Neal stuck out his hand, but the overall-clad boy with a shy demeanor didn’t reciprocate. This was Neal’s second day participating in the intergenerational program. During the morning session, the children and seniors sang along to “Yellow Submarine” and danced to “The Hokey Pokey.” Donna Bartley, 79, sat next to a sandy-haired boy, whom she encouraged to dance with her alongside their chairs.

“The more they dance, the more they love it,” Bartley said, adding that her companion was becoming particularly adept. “I just love all the children. They are so sweet.”

Asked if she had children of her own, Bartley said she didn’t. When a Thelma’s Place employee reminded her that the turquoise-colored earrings she wore were a gift from a son, her face flickered in recognition before she returned her attention to her pint-sized dance partner.

Roderick said these drop-in interactions not only stimulate seniors but offer respite to their caregivers, who are often overburdened family members.

“Being stuck at home is a vicious cycle for dementia patients,” Roderick said. The lack of interaction accelerates depression and fosters inactivity, which speeds up physical deterioration, she said.

“(These seniors) are pretty high-functioning. If you saw them walking down the street, you probably wouldn’t know they had dementia until you had a conversation with them,” Roderick said. “But 99 percent of these folks love children, and when a child walks into their presence, there is an immediate glow, a smile and an (out-stretched) hand. It’s pretty awesome.”

Emit, whose grandmother is a program coordinator at Thelma’s Place, spoke in bursts about a recent field trip with the grandpals to a pizzeria.

“I didn’t want to leave there!” he said, grinning.

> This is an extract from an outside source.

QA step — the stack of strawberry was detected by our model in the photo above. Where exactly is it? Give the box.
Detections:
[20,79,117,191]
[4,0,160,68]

There, he’d struck up a rapport with Neal, who took to calling him “a lil’ feller” and treated him to a fruit-flavored sucker. The two enjoy finger painting together.

“You’ll watch special connections begin to grow,” Franco said, adding how similar personalities will recognize each other despite decades in age difference.

Ruby Hopper, 6, had costumed herself in a pink cape, tutu and purple sequin vest. She said she feels “happy. Happy-happy!” when she spends time with her grandpals, who have taught her how to play Tic-Tac-Toe, a now-favorite game. Sitting at the same table, Shilo Bright, 4, inspires seniors with her love of drawing, prompting those who typically don’t doodle to join in, caregivers said. In fact, children often serve as an appreciative audience.

Ken Porter, 85, is originally from Berkeley, California, where he enjoyed a career as a school psychologist, and previously sang in a quartet called “Vocal Seniority” — “not ‘Vocal Senility,’” he said with a wink. On this afternoon, he performed a song called “Don’t you worry about getting old” that included the lyrics:

“Even though I’m wrinkled, and gained a little weight, gee, I still got it all/Singing with the gang every Saturday night, I feel about 10 feet tall,” crooned Porter. “You may think my days are numbered, you may think my life is done/Well you’re wrong, ‘cause I’m still havin’ fun.”